I also found a collection of somebody's roses in an unfinished set that are so different, I'm not sure what to think, except this group may have been handed down.. The pinks are pretty similar, though, but some things about the work is inconsistent--maybe done at different times, but never finished. There were under 20 squares, but only 10 are finished, 2 are in process of being almost finished, and the rest are grossly faded shades of red and blue into the muslin, which isn't all that great a quality, but beggars can't be choosers, and I got it for the price of a couple of yards of muslin, which is less probably the same amount of ruined squares. I'm not sure I want to put all that much work into the leftovers, because the color of the pencils ran, so the worker may have used an office pencil red instead of an embroidery washout pencil, which likely wasn't to be had at the time this quilt top was started. I will say this, though; someone put a lot of work in what is here, so hopefully I can get a couple of charity quilts from their effort, for some little girl who likes pink.
One of the finished Ebay rose quilt block "finds" is below. It doesn't show the white areas in the 10- or 11-inch block (didn't measure) but here it is:
My mom made me a pillowcase with those roses and it was wavy at the end and had different shades of green embroidery at the end.

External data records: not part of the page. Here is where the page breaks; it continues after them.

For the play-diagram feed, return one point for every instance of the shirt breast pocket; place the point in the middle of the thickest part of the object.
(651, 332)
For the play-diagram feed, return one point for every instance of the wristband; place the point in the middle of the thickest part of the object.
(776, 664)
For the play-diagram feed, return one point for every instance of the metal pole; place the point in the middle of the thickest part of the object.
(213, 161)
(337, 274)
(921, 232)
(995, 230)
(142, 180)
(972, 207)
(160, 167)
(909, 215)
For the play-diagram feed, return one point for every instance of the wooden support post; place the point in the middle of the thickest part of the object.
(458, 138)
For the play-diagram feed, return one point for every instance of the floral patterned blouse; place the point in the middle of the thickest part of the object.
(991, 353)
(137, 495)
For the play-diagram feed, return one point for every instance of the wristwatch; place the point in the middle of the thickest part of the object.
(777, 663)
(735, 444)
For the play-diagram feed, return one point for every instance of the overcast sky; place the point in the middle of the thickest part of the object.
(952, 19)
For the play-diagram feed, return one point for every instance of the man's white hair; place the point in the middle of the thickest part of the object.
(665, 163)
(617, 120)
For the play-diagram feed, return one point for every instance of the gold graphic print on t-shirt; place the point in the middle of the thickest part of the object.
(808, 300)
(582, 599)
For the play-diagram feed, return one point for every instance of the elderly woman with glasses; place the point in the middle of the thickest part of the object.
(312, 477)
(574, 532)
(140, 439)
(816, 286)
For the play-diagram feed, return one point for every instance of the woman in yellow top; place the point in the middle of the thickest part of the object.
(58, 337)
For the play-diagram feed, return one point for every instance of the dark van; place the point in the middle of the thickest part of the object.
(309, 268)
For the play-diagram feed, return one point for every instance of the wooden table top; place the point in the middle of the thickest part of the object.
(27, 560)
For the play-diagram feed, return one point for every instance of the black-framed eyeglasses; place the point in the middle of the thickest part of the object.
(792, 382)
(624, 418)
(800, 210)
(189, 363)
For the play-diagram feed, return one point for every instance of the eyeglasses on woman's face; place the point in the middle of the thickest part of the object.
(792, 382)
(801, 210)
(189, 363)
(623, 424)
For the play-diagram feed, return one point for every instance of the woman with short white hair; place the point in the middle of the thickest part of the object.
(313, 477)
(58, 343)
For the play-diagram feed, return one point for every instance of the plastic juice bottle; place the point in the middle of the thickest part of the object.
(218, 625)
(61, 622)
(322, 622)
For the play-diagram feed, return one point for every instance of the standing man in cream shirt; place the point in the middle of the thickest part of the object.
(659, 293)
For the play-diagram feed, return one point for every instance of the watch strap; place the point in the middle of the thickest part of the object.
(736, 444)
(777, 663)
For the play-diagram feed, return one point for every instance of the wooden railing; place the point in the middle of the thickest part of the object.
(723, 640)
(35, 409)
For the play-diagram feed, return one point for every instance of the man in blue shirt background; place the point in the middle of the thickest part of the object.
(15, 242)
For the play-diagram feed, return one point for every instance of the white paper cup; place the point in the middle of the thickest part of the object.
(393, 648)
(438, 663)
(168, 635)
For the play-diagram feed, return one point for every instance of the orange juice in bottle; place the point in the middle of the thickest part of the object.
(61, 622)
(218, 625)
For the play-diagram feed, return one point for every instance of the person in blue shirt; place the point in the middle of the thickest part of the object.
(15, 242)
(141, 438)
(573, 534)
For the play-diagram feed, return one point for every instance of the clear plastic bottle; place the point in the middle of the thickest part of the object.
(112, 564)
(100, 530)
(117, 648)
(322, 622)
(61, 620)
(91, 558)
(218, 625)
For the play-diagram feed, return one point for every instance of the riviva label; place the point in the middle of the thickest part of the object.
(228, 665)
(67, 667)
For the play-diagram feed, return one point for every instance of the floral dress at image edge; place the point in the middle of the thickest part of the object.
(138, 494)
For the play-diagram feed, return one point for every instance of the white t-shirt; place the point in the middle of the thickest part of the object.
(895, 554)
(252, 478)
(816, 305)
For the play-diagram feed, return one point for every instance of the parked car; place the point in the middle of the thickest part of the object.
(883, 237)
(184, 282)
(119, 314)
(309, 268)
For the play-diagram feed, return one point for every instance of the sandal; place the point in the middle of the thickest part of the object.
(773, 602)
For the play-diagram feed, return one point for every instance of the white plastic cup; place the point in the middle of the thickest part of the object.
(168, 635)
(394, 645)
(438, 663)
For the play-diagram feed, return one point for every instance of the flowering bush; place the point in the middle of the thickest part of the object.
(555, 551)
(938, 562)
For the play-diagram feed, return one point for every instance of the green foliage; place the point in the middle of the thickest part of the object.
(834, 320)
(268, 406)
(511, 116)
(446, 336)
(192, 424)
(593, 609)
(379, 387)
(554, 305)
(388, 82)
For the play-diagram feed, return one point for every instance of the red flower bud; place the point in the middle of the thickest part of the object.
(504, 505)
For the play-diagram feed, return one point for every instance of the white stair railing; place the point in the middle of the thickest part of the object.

I got it for my 8th birthday. My sister thought I was stupid because I thought it was the best present ever.
Oh, my BDBoop. I have about 6 other sets I found on ebay at low bids. People must not be buying like usual lately to not be paying a hundred dollars per set. I'm getting some of them for the starting bid price, which I only bid on because of working for charity. Someone may have spent the better part of 10 years working an hour here, a half hour there, ten minutes at another time getting them all ready to put in a quilt, then somehow it got away from them by giving it a friend who lacked the enthusiasm to finish. If I can get my brother-in-law to take pictures of the roses when one of the tops is complete, I'll try to bring it here so you can see it. Our mothers bought the same patterns in national magazines, but these were worked in two colors only, which was popular with a lot of cross stitchers in years past, and still is. Some of us are a little nutty, and will actually bring a rose home from the flower shop, and actually turn all the lights off, turn a single lamp on to see what one-source light shading would require, or do two or even more light sources to get a more dispersive or do-able color agreement with what shades of pink we have or shades of rose-leaf green if we see something we like under lights with different sources of number, kind, and intensity. That's a lot of work, but we do it to get things right if we feel challenged to do it. At this point, the one pink and the one green idea, and heck, throw in another pink if ya run out of thread.![]()
Wow.

My mom - I'm surprised she could get any crafting done, but she sewed a LOT. Four daughters, no waiting. She loved to sew. She screamed one time, in the basement in Anoka. I ran downstairs and she was laughing too hard to talk. She'd been sewing merrily away, and a SQUIRREL ran across her sewing table!!!
She had no idea where it came from or where it went.